Sunday, January 19, 2014

The Big Question: Is there an alternative to Obamacare?

A health policy discussion with Booth colleagues Matthew Gentzkow and Matthew Notowidigdo.

The original is here at the Booth / Capital Ideas website. The other "big ideas" videos are really good.

My views expressed here are summed up a bit more eloquently in a recent WSJ Oped, here, and a longer essay "After the ACA" available here. More on health economics and insurance, including how individual insurance can protect against preexisting conditions on my webpage here, and by clicking the "health economics" link to the right.


  1. Why does there even need to be some grand, national solution to healthcare like Obamacare or whatever alternative the Republicans offer? Isn't this something that is better left to the states to tailor to their own needs? Massachusetts came up with Romneycare, Vermont is moving toward a single-payer system, Texas tweaked their malpractice laws, etc. We have 50 unique states; why not let them all experiment and see what works best. If Romneycare is so great, then other states, responding to their residents' needs and wishes, can implement similar plans themselves. Or they can develop plans that reflect the needs, culture, and wants of their own citizens.

    While making this argument, some people have argued that in fact Obamacare does encourage states to experiment, but I find that to be balderdash. Yes, states had some leeway in terms of setting up their exchanges and Medicaid expansion, but overall Obamacare is a one-size-fits-all, top-down solution coming from Washington and its legions of so-called experts, as if those experts are somehow smarter than the experts states could recruit on their own. Look at how well the national Department of Education and Common Core has improved our nation's schools! Clearly Washington can fix healthcare, too!

    The Founding Fathers gave us the 10th Amendment for a reason, and they seem to be much wiser than our current leaders.

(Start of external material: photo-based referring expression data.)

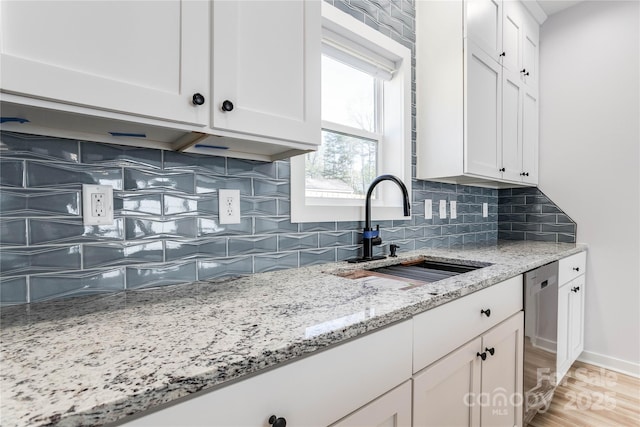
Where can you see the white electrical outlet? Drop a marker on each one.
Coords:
(428, 209)
(453, 209)
(97, 204)
(229, 206)
(443, 209)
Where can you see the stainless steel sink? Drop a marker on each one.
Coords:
(417, 272)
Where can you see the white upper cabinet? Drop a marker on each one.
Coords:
(110, 55)
(266, 68)
(229, 78)
(484, 25)
(477, 97)
(483, 93)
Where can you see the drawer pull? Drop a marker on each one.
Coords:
(277, 422)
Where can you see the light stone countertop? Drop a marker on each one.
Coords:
(95, 360)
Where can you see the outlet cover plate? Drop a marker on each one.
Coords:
(97, 204)
(229, 206)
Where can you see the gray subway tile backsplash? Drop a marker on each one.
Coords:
(166, 228)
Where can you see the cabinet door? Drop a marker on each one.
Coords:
(109, 55)
(502, 374)
(512, 33)
(266, 62)
(563, 356)
(483, 93)
(390, 410)
(530, 50)
(512, 115)
(576, 318)
(530, 136)
(484, 25)
(447, 392)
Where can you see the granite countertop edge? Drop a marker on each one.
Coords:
(180, 387)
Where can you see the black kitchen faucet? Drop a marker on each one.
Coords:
(370, 237)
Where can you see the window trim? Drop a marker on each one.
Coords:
(397, 126)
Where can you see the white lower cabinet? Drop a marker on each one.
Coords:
(570, 324)
(391, 410)
(480, 383)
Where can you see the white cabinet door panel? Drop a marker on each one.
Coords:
(502, 374)
(511, 126)
(110, 55)
(512, 36)
(445, 393)
(530, 137)
(483, 100)
(484, 25)
(390, 410)
(266, 61)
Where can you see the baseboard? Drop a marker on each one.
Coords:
(611, 363)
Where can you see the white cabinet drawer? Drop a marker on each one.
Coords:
(314, 391)
(441, 330)
(571, 267)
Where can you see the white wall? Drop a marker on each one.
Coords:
(589, 161)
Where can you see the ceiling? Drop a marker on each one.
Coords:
(554, 6)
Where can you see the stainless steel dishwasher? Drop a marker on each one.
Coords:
(540, 338)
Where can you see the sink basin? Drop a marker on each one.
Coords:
(416, 273)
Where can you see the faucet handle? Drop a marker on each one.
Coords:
(392, 248)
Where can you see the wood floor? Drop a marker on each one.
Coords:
(594, 397)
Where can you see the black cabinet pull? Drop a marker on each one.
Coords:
(277, 422)
(227, 105)
(198, 99)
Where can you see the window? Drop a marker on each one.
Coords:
(366, 126)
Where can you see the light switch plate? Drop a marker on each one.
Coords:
(229, 206)
(443, 209)
(428, 209)
(97, 204)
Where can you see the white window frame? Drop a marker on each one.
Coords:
(394, 153)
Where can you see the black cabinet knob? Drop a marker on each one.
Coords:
(227, 105)
(277, 422)
(198, 99)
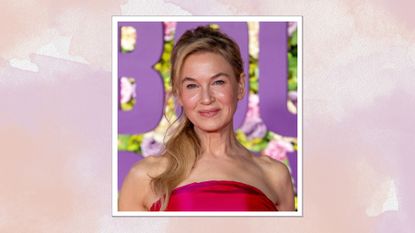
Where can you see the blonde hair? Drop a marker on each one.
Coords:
(183, 147)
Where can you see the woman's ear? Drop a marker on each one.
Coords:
(241, 87)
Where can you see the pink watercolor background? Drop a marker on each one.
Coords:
(55, 118)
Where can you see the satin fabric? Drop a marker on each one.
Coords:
(217, 195)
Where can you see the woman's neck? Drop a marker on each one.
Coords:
(222, 143)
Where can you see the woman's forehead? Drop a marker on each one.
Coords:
(206, 63)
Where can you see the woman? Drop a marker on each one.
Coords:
(203, 166)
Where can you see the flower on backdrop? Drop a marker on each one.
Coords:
(150, 146)
(169, 29)
(278, 149)
(127, 89)
(254, 127)
(128, 39)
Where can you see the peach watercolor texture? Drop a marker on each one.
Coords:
(55, 121)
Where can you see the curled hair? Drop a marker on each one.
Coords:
(183, 147)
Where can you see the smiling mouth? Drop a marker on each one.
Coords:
(210, 113)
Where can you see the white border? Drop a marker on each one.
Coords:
(116, 20)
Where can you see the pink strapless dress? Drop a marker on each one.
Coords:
(217, 195)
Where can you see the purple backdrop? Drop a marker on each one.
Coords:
(149, 105)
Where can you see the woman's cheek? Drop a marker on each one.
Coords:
(190, 99)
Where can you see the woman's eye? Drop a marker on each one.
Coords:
(219, 82)
(191, 86)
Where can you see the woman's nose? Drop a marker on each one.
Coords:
(207, 97)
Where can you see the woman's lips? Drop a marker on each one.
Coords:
(209, 113)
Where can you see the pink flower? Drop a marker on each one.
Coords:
(127, 89)
(253, 127)
(149, 146)
(277, 149)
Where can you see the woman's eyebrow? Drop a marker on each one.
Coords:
(220, 74)
(189, 79)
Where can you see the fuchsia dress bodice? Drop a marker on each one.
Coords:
(217, 195)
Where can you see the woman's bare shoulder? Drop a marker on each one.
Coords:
(149, 166)
(279, 179)
(136, 192)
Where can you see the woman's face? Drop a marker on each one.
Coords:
(209, 91)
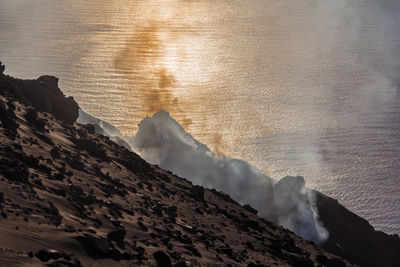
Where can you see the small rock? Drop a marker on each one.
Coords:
(162, 259)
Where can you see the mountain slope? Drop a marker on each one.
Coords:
(71, 197)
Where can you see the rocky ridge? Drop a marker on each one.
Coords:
(71, 197)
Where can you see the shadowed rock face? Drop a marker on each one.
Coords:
(72, 197)
(352, 237)
(69, 196)
(43, 94)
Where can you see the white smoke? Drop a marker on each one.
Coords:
(161, 140)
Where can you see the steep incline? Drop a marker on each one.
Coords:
(71, 197)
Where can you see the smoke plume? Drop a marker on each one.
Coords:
(162, 141)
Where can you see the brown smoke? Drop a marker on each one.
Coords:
(147, 78)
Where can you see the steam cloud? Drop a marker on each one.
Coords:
(162, 141)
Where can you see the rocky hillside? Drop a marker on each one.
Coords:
(71, 197)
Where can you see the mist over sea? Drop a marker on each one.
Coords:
(308, 88)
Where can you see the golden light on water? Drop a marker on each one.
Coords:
(160, 63)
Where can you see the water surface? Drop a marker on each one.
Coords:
(294, 88)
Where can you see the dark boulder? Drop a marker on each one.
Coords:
(162, 259)
(95, 246)
(117, 235)
(43, 94)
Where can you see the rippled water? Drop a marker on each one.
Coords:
(294, 88)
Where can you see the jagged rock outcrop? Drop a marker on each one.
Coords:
(43, 94)
(352, 237)
(72, 197)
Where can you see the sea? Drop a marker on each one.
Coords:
(306, 88)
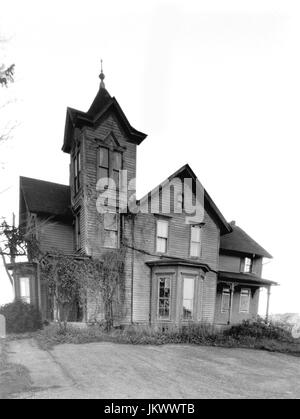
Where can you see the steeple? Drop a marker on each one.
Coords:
(102, 77)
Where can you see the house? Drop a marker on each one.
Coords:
(184, 262)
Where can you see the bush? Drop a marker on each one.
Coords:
(258, 329)
(21, 317)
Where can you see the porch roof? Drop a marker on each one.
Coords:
(179, 262)
(244, 278)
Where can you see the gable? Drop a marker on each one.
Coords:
(43, 197)
(209, 206)
(102, 106)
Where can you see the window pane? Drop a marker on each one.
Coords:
(162, 228)
(103, 173)
(225, 300)
(78, 162)
(245, 301)
(195, 249)
(111, 239)
(116, 179)
(110, 221)
(188, 297)
(161, 246)
(247, 265)
(25, 289)
(195, 234)
(103, 157)
(117, 160)
(164, 298)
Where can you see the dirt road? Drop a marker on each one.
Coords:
(106, 370)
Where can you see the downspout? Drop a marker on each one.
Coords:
(132, 268)
(268, 304)
(231, 303)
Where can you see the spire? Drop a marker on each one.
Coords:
(102, 77)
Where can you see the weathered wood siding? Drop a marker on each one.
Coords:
(237, 317)
(235, 263)
(55, 235)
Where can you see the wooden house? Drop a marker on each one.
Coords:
(177, 270)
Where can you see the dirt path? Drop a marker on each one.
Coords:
(106, 370)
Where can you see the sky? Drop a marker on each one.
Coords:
(214, 84)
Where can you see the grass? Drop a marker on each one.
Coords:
(14, 378)
(204, 335)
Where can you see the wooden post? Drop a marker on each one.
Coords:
(268, 304)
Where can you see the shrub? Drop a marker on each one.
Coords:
(258, 329)
(21, 317)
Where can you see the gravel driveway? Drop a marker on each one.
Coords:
(106, 370)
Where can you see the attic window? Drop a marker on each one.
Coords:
(77, 170)
(248, 263)
(245, 300)
(109, 165)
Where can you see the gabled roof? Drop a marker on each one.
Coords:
(244, 278)
(239, 241)
(186, 172)
(101, 106)
(43, 197)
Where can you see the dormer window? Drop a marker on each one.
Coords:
(248, 263)
(195, 246)
(109, 164)
(77, 170)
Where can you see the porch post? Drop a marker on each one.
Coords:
(268, 303)
(232, 286)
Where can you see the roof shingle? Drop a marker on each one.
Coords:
(45, 197)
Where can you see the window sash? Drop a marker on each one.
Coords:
(188, 298)
(25, 289)
(245, 298)
(162, 233)
(248, 262)
(225, 304)
(164, 298)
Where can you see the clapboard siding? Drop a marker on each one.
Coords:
(234, 263)
(237, 317)
(56, 235)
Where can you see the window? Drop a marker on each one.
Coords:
(77, 171)
(25, 289)
(245, 300)
(248, 262)
(103, 171)
(109, 164)
(195, 248)
(162, 228)
(117, 166)
(111, 230)
(188, 298)
(78, 231)
(164, 297)
(226, 295)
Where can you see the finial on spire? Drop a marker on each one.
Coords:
(102, 77)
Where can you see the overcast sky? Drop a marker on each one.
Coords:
(215, 84)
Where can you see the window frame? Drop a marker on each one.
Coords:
(77, 169)
(194, 278)
(78, 244)
(169, 278)
(116, 231)
(157, 237)
(249, 300)
(248, 265)
(192, 242)
(25, 298)
(111, 170)
(225, 291)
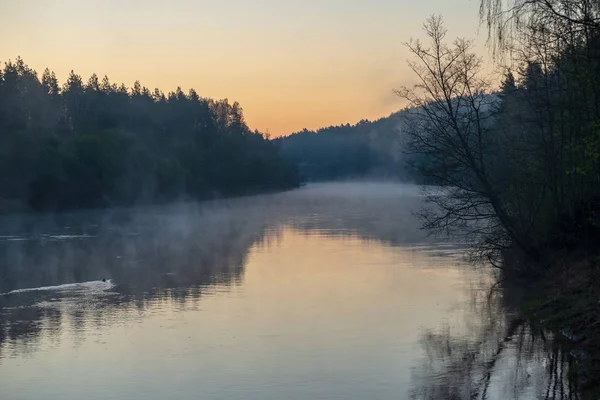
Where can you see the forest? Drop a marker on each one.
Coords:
(98, 144)
(368, 149)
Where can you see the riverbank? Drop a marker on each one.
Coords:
(566, 301)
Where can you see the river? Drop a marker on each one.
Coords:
(330, 291)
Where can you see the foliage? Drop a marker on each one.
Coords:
(366, 149)
(97, 144)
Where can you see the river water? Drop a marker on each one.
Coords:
(330, 291)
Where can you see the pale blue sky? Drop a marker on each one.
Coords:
(291, 64)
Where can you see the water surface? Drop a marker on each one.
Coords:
(326, 292)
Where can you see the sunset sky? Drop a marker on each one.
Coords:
(291, 64)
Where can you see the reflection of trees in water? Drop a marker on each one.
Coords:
(175, 254)
(169, 255)
(499, 356)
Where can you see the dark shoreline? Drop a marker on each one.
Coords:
(565, 300)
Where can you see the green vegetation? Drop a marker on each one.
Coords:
(367, 149)
(97, 144)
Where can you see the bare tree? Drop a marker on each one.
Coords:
(449, 126)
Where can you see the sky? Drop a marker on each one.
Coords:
(292, 64)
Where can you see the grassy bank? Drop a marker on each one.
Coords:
(567, 301)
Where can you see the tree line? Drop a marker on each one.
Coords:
(365, 149)
(519, 165)
(96, 144)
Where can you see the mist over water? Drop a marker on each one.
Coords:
(330, 291)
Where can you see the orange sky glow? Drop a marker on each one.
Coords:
(291, 64)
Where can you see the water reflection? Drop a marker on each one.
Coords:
(326, 292)
(494, 356)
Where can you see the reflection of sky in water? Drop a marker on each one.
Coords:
(277, 297)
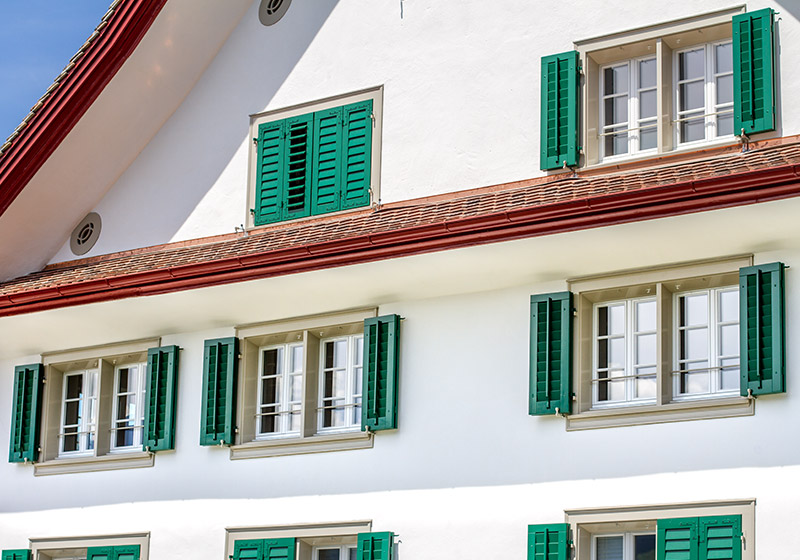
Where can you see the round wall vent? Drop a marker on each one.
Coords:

  2. After watching this segment, one gets the feeling that there is strong consensus among economists about at least one very important thing: the fact that employer-provided insurance is a terribly inefficient system with terrible consequences for the health care economy and, in many cases, tragic consequences for individuals that develop pre-existing conditions and then lose their jobs. However, it has also consistently been shown that the vast majority of Americans of all political views are very protective of their employer-provided plans and strongly oppose systems that would essentially take them away. Hence, the dysfunctional solution introduced by Obamacare and the hand wringing by those who originally supported socialized health insurance as well as those who wanted to see a solution based on individual health insurance. The political dynamics during the Obamacare debate showed that fear about their employer-provided insurance being taken away was the main reason many voters became strong opponents of Obamacare. It was also an issue immediately taken up by Republicans to attack the Democrats: one of the Republicans' most effective sound bytes was "Obamacare will take away your employer-provided health insurance." Finally, there is no question that the voting public's strong protectiveness of their employer-provided health insurance was the biggest reason why anything close to single payer health care was immediately taken off the table during the 2009 debate on health care in the Democratic Party.

    So the big question is: whatever direction we as a country decide to go in on health care, how would it ever be politically feasible to pass any bill (whatever political side of the aisle it comes from) that would get rid of the current employer-provided system. We have already seen how Republican politicians bashed Democrat politicians over even the slightest possibility that they would do just that, and there is no reason to think that Democrat politicians would not do the same in response to any Republican plan that would involve any changes to the employer-provided system. How can we ever expect getting rid of employer-provided health care to become politically feasible in America?

  3. Enlightening discussion, with some great counter arguments to some of the usual fallacies (health care is special, people can't decide for themselves, etc).

    A couple items that got a slight pass that I would not let go:

    o "Better outcomes" in other countries. Yes I caught the cancer counter, but life expectancy is left standing in these debates too often. A quick reminder that i) life expectancy is based on many things having *nothing* to do with the medical care system, and ii) we're only talking about 2-3 yrs difference between the US and the top of the longevity list (Japan last I looked). If we keep these in mind and look at the non-medical issues (US has a high homicide rate, high traffic fatalities, high obesity, gene pool) then life-span is a distraction from those outcomes which *are* about medical care, in particular cancer survival rates, for which the US has the best in the world, dramatically so in some comparative cases (breast cancer in the UK)

    o Economics of other health care systems in general. Are not many aspects the Swiss, Dutch, and, say, Singaporean systems more free market than the US? That is, the default argument seems to be that there's the US crony system versus the rest of the world which is all either government run (NHS) or single payer seems to be straw man. I studied the issue half a dozen years ago, perhaps I'm out of date now, but it seemed to some were moving not towards but away from socialized medicine.

  4. it’s hard for a man to understand something when his salary depends on his not understanding it

  5. Excellent! I hope Chicago Tonight has you on again soon. (It would be extra great if they would let it be just you and the moderator, without some pro-Obamacare person constantly interrupting to make sure people don't understand what you are saying.)